Time Series Data Analysis and Visualization: Git Commit Timestamps as An Example

UUID: 06494758-96ed-4f04-bac9-c1e855d883cd
Remarks
- This article is essentially a new use case (Git commits) of same time series data analysis and visualization techniques used in my other article JH-Articles: Data and Visualization of Making My PONS Dictionary .
Timestamps
- 20240111.Added this article

Timestamps are not only universal but also interesting in many cases. Just as time proceeds every second with a stop, timestamp data is also resulted as time goes by.

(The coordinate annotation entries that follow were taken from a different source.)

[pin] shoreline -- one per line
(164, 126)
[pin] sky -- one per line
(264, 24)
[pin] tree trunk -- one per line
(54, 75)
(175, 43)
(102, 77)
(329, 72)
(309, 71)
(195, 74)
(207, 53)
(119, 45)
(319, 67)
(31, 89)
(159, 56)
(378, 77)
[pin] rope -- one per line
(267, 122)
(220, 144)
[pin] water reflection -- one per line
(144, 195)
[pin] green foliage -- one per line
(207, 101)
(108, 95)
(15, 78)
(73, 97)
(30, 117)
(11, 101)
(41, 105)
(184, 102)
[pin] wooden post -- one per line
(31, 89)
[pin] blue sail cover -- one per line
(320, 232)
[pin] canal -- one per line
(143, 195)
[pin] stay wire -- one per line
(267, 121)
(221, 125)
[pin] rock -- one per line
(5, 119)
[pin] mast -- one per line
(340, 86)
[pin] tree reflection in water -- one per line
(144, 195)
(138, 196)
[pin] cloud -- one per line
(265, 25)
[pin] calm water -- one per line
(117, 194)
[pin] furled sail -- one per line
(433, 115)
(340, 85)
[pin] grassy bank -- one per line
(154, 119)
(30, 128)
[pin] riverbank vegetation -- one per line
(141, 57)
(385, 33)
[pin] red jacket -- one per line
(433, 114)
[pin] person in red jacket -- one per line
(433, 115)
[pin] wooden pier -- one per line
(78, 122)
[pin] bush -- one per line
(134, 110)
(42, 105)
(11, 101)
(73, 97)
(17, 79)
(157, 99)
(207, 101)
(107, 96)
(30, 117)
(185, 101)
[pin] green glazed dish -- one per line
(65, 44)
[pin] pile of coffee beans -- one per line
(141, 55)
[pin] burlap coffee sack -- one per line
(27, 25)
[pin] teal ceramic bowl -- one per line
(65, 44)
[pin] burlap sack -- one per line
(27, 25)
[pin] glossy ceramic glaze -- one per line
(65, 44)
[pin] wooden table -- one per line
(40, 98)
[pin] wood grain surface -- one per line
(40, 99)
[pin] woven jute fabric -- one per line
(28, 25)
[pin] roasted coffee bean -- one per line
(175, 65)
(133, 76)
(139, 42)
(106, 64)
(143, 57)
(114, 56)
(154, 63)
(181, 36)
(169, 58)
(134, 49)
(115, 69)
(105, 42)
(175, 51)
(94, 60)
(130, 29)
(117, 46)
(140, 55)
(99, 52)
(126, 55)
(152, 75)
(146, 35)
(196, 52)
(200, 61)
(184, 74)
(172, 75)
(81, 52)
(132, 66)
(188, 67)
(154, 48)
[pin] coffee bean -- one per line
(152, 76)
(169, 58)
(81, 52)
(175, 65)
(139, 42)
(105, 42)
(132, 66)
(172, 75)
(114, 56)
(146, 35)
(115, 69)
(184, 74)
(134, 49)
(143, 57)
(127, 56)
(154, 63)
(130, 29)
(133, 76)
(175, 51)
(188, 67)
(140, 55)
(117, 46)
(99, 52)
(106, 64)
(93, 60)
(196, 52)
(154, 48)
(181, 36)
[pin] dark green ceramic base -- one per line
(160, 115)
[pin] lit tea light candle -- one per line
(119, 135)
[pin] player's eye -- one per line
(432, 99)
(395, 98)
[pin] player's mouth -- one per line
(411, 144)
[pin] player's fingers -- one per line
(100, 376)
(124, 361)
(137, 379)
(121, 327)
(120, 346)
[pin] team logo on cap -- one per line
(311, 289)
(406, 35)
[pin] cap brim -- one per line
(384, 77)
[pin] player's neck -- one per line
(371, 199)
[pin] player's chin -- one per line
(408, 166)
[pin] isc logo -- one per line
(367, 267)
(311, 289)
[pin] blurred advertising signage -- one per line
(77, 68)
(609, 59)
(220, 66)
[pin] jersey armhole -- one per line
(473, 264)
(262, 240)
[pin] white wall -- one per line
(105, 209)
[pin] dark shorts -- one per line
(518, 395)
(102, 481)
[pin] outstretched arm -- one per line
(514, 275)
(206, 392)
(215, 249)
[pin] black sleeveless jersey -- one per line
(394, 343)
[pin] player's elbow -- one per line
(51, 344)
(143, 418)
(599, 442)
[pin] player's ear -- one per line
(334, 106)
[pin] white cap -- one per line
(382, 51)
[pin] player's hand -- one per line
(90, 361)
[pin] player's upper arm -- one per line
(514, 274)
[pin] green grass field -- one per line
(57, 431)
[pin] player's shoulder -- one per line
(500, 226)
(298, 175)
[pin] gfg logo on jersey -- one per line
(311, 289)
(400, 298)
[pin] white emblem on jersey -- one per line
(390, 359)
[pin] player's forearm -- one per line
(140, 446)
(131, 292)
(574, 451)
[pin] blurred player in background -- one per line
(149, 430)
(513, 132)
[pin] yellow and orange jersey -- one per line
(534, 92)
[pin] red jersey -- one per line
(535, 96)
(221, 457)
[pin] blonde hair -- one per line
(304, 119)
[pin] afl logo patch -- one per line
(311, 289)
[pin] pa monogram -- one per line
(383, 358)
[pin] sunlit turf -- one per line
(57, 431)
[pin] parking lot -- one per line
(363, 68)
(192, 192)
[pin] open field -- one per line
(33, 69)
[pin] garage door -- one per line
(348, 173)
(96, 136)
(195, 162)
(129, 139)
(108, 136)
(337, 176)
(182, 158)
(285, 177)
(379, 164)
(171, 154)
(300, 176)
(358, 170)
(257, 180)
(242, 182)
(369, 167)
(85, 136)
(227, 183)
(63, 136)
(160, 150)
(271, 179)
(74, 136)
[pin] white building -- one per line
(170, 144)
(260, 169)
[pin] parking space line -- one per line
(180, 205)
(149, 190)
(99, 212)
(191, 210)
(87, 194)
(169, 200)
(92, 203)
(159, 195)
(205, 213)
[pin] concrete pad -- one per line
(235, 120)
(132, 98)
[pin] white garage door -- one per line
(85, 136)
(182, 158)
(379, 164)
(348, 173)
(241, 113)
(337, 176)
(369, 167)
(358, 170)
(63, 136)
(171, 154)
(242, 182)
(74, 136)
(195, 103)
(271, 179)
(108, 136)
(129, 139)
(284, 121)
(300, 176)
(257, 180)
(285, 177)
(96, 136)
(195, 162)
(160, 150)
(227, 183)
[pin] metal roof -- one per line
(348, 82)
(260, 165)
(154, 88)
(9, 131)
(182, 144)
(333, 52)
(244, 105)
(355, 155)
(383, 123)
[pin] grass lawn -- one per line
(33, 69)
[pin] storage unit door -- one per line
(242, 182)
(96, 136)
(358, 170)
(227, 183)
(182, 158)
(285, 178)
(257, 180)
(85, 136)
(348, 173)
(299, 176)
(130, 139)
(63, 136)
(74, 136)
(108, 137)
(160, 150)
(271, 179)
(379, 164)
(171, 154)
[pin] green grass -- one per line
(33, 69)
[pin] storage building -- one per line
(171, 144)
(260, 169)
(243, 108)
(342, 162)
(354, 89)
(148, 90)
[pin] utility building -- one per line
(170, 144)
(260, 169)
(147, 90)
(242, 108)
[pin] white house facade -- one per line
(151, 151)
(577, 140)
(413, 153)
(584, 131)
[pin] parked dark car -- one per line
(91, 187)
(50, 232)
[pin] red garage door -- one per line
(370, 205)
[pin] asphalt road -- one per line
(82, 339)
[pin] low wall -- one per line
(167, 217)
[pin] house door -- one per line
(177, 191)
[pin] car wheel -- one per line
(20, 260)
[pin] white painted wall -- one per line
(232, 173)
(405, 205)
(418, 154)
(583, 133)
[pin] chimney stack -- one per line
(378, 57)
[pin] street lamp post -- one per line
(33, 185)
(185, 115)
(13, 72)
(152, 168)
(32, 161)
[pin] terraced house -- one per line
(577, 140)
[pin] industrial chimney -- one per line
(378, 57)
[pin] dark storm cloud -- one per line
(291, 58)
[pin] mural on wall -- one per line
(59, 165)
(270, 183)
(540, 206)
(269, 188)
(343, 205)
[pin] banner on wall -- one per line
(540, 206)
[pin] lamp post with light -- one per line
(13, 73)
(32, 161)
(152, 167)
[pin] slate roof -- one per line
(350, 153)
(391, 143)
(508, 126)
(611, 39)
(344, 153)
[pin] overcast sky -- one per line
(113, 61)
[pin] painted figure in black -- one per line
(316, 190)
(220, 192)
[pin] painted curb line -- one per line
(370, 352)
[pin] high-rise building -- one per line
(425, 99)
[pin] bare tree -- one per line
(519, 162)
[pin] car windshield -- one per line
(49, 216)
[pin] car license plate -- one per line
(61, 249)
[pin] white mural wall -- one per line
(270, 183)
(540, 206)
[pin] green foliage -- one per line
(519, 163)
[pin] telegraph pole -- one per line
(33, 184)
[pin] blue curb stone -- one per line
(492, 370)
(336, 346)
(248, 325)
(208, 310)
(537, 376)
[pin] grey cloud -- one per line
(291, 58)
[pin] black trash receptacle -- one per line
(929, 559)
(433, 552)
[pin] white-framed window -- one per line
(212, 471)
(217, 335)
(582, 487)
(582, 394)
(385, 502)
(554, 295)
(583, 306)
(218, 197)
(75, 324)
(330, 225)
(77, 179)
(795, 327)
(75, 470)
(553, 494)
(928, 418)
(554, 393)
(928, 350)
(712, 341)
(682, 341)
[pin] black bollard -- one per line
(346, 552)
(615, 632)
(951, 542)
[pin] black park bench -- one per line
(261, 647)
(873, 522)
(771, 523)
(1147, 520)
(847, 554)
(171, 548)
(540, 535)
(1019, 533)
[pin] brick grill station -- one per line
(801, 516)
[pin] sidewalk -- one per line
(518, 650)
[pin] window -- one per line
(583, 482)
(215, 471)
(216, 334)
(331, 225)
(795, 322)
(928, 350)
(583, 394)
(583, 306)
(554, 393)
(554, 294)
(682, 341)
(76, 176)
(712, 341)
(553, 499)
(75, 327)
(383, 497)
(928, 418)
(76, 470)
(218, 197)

Time is a human concept than we use to mark the progress of our universe, and not all human beings live at one place, therefore, we also invented more concepts in the scope of time such as year, month, day and time zones.

Time can of course be tied to events. But only time series itself is already an very fruitful topic, therefore, in this article, let's foucus on pure timestamps.

Digital Representation of Time

Timestamp in my impression is mainly a computer concept, which is a numerical number of seconds after Thursday 1 January 1970 00:00:00 UT, a point in time known as the Unix epoch. One good thing about the ISO 8601 timestamp is that it is base on UTC or time-zone independent. But as human, in daily life, we consider time as concept in relationship to daylight, therefore, we have created the concept of time zones to allow people all around the global to use the same number to describe noon or midnight.

Therefore, when handling timestamps, it is necessary to be consider timezones, if the time point relation to daylight is more of interests.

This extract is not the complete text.